First attempts at finding the exact location of the town date back to the early sixteenth century. Based on Prussian archaeological finds from 1897 and excavations which began in the 1920s, archaeologists located Truso near Elbing (since 1945 Janów Pomorski near Elbląg). Found artifacts, dating from the 7th to 12th century, were stored in the Elbing Museum, now the Elbląg Museum. In the 1980s, the Polish archaeologist Marek Jagodziński had resumed excavations and cleared a site of circa 20 hectare, in which a series of structures had burnt down around the year 1,000.

Trade must have been of great importance at the settlements, as the numerous merchant graves along the river testify. Artefacts unearthed at the site include scales, weights, silver horseshoe brooches, belt buckles, swords, coins, elaborate jewelry imported from Scandinavia, garment accessories and armament components. Scandinavian traders and craftmen lived and worked in central and port area, while peripheral area might be inhabited also by Balts and Slavs. The Scandinavian influence on these settlements and artefacts is particularly obvious and confirms Viking expansion of settlement activity to Courland and Livland. As early as the 8th century, the first incursions of North Germanic groups took place, which lead to the founding of the Grobin/Seeburg settlement near Liepája. Archbishop Rimbert of Bremen recorded the immigration of a group under the Svea king Olaf during the 9th century.

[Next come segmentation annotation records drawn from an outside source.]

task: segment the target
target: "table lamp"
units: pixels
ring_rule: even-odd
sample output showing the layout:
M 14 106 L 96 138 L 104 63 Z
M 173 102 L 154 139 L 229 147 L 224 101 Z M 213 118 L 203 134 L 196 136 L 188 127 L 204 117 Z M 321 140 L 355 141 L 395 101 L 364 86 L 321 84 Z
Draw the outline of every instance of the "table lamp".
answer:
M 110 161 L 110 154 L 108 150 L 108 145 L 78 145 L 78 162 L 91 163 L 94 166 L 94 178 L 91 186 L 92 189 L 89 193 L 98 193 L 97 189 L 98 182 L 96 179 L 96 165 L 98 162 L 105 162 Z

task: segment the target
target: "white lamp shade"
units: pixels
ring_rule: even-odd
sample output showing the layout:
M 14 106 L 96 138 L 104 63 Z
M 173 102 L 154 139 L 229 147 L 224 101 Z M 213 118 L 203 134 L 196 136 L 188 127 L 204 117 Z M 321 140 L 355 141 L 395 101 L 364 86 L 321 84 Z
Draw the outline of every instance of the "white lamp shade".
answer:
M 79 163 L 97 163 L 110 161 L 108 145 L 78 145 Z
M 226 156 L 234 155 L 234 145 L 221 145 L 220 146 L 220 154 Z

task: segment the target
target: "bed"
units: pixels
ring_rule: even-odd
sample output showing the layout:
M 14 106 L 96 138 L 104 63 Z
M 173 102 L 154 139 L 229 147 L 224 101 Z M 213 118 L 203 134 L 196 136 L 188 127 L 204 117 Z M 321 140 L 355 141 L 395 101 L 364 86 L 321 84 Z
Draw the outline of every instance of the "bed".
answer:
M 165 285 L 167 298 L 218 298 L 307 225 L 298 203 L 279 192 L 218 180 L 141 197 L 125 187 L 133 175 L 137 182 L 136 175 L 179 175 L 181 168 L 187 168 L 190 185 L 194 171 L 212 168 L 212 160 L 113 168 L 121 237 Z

Author Gwyn Jones noted that at the circa 20 ha sized area "no true town has been found and excavated" and that the identification of the site in Elbląg with Truso is based on "finds of Norse weapons" and the presence of "a large Viking Age cemetery" nearby, According to Mateusz Bogucki "by now, there is no doubt that the settlement really is Wulfstan's Truso" The Elbląg Museum brochure: Truso- A Discovered Legend, by Marek F. Jagodziński, describes a large number of buildings found during the recent excavations, with burnt remains of posts suggesting buildings of around 5 by 10 m and long houses of about 6 by 21 m. A thick layer of ash, debris and numerous arrowheads suggest that the city was destroyed by pirates or invaders.

Mateusz Bogucki of the Polish Academy of Sciences at the Institute of Archaeology and Ethnology, states in his book Coin finds in the viking Age emporium at Janów Pomorski (Truso) and the Prussian phenomenon about ...the end of Truso as a port of trade...a strong political power, probably of Piast origin...sent warriors to try to take control...and destroyed the town.